Operationally, Cadence reported $7.8 billion in backlog and $3.8 billion in current remaining performance obligations (RPO). Management stated that the current RPO represents roughly 64% of the midpoint of its fiscal 2026 revenue guidance. For full fiscal 2026, Cadence provided adjusted earnings per share guidance with a midpoint of $8.10, slightly above the Street midpoint of $8.05.

Stifel highlighted that the company's guidance excludes the pending acquisition of Hexagon, which the company estimates has an annual run-rate in excess of $150 million. The analyst also indicated that the guidance already incorporates potential China-related risks and acknowledges limited visibility into second-half hardware trends.

The firm's quarterly performance was driven by strength in semiconductor intellectual property (IP) and hardware businesses. Stifel pointed to improving profitability on a per-employee basis and the potential incremental benefits from agentic AI solutions such as Cerebrus and ChipStack.

In parallel coverage following the results, other sell-side moves were disclosed. Rosenblatt upgraded Cadence's stock to Buy from Neutral and raised its price target to $360 after the earnings release. KeyBanc retained an Overweight rating and kept a $405 price target, noting a backlog expansion of $800 million that brought the total backlog to $7.8 billion. KeyBanc also provided a 2026 revenue growth outlook of 12.3%.

Cadence outlined new product initiatives that the company says will address emerging customer needs in AI and embedded processing. The firm introduced the ChipStack AI Super Agent, positioned as a tool to automate aspects of silicon design and verification with the goal of boosting engineering productivity. Separately, Cadence launched the sixth generation of its HiFi digital signal processor family - the Tensilica HiFi iQ DSP - which the company designed for next-generation voice AI and immersive audio use cases.
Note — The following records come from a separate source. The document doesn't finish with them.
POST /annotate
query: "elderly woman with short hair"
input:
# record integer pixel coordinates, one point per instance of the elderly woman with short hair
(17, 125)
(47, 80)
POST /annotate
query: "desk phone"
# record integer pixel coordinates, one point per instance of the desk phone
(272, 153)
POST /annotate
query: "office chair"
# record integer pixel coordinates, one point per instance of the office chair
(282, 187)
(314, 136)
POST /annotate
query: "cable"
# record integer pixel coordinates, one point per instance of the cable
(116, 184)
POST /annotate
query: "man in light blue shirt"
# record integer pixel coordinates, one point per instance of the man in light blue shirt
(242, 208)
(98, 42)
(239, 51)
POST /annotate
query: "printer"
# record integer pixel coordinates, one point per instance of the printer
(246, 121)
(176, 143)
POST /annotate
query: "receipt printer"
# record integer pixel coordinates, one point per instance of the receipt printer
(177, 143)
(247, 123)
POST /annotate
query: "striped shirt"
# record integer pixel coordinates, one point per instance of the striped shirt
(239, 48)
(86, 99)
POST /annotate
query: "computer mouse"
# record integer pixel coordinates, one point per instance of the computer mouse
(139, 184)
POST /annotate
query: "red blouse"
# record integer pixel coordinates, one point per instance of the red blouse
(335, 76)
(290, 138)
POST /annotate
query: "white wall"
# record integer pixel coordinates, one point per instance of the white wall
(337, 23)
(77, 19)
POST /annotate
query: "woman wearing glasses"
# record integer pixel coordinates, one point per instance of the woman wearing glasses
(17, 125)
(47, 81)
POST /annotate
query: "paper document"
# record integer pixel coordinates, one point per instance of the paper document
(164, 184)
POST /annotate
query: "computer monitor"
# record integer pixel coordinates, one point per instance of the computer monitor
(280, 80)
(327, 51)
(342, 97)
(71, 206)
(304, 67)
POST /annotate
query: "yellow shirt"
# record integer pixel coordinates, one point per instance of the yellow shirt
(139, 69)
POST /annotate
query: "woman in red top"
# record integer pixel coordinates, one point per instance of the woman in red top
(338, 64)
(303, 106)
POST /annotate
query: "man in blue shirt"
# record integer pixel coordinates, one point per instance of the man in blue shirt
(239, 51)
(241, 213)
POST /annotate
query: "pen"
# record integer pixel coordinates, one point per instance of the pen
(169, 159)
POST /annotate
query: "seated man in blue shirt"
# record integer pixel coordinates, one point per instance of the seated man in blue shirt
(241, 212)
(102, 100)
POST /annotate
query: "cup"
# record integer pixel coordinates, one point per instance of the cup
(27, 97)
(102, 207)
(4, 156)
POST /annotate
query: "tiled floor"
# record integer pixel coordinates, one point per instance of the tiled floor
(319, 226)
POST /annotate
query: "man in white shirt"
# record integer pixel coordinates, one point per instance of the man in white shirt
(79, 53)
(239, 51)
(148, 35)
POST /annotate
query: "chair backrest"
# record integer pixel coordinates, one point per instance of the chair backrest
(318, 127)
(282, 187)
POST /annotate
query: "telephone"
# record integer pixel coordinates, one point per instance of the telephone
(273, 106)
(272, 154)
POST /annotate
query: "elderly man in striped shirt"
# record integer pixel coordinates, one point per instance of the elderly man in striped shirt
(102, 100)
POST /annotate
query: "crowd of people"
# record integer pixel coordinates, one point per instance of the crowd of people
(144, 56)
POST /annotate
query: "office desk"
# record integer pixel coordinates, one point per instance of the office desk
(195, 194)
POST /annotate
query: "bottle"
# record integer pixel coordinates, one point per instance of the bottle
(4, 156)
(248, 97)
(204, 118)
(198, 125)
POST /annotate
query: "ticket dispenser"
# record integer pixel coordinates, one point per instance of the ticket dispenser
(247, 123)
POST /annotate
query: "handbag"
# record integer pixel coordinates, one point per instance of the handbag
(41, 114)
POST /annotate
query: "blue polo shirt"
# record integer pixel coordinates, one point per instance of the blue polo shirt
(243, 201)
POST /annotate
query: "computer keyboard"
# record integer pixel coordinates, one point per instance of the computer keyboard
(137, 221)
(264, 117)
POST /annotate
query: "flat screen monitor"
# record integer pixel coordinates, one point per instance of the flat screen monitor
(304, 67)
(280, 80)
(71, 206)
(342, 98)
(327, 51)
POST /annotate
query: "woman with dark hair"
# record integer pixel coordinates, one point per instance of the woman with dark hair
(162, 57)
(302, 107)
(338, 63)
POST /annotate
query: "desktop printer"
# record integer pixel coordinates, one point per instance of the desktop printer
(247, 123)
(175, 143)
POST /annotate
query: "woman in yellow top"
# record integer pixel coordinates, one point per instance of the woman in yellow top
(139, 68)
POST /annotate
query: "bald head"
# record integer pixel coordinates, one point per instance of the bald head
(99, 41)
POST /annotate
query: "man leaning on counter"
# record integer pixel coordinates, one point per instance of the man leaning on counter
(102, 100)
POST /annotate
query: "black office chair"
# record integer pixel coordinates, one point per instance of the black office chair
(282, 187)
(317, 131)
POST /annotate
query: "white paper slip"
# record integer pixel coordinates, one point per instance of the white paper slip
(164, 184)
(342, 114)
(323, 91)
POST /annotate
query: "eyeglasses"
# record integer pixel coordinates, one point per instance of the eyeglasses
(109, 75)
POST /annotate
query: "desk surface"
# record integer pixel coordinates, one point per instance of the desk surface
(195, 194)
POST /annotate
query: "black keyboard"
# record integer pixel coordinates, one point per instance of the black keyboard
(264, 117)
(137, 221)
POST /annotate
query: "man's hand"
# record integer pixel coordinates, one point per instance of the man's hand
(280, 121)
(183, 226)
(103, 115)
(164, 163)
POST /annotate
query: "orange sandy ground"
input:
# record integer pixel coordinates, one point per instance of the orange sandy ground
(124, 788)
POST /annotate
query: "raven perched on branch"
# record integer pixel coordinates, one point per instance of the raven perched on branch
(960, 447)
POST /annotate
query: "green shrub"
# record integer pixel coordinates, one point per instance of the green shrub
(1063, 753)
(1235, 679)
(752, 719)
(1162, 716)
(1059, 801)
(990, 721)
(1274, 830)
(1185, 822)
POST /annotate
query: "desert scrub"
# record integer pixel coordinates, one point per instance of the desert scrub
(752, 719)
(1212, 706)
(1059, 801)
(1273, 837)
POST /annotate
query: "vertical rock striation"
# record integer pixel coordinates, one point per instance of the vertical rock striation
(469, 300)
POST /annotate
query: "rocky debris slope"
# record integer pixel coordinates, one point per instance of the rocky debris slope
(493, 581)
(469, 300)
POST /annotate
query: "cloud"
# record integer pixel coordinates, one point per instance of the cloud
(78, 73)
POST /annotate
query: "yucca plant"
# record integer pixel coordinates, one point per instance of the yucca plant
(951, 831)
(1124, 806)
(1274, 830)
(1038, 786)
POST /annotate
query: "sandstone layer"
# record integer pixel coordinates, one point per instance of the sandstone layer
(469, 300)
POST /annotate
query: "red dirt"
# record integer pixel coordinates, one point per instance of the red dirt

According to the company, the Tensilica HiFi iQ DSP delivers twice the compute performance and eight times the AI performance of its predecessor, while realizing energy savings of more than 25% for most workloads. These product announcements were presented alongside the broader commentary about the company's backlog, profitability metrics and the expected contribution from agentic AI capabilities.

Taken together, Cadence's quarterly beat, raised near-term guidance and product roadmap updates underpin Stifel's decision to maintain a Buy stance and a $395.00 target. At the same time, the shares trade at a high earnings multiple, and management has excluded incremental revenue from the pending Hexagon deal in its guidance.


What this means

  • Cadence posted better-than-expected Q4 results and lifted Q1 fiscal 2026 guidance, supporting continued analyst confidence.
  • The company's backlog and RPO cushion part of 2026 revenue expectations, though guidance leaves out the Hexagon acquisition's contribution.
  • New AI and DSP product introductions aim to enhance design automation and embedded processing performance, potentially supporting long-term profitability.

Valuation and near-term considerations

Despite the operational upside, Cadence's valuation is elevated by conventional metrics, including an approximately 78.52 P/E ratio and a fair-value assessment that places the shares above intrinsic estimates. Investors and analysts will likely weigh the company's product-led growth and backlog strength against that high multiple and the guidance exclusions related to acquisitions.

Risks

  • Valuation risk: The stock trades at a high P/E of 78.52 and is shown as trading above its Fair Value, which may heighten sensitivity to any earnings setbacks - impacts equity investors and the broader technology sector.
  • Acquisition exclusion risk: Fiscal 2026 guidance excludes the pending Hexagon acquisition, which has an annual run-rate exceeding $150 million, leaving potential upside unreflected in current guidance - impacts merger-related expectations in corporate finance and semiconductor M&A activity.
  • Geopolitical and visibility risk: Guidance accounts for China-related risk and limited second-half hardware visibility, introducing uncertainty for revenue and hardware-driven segments - impacts semiconductor hardware and global supply-chain sensitive markets.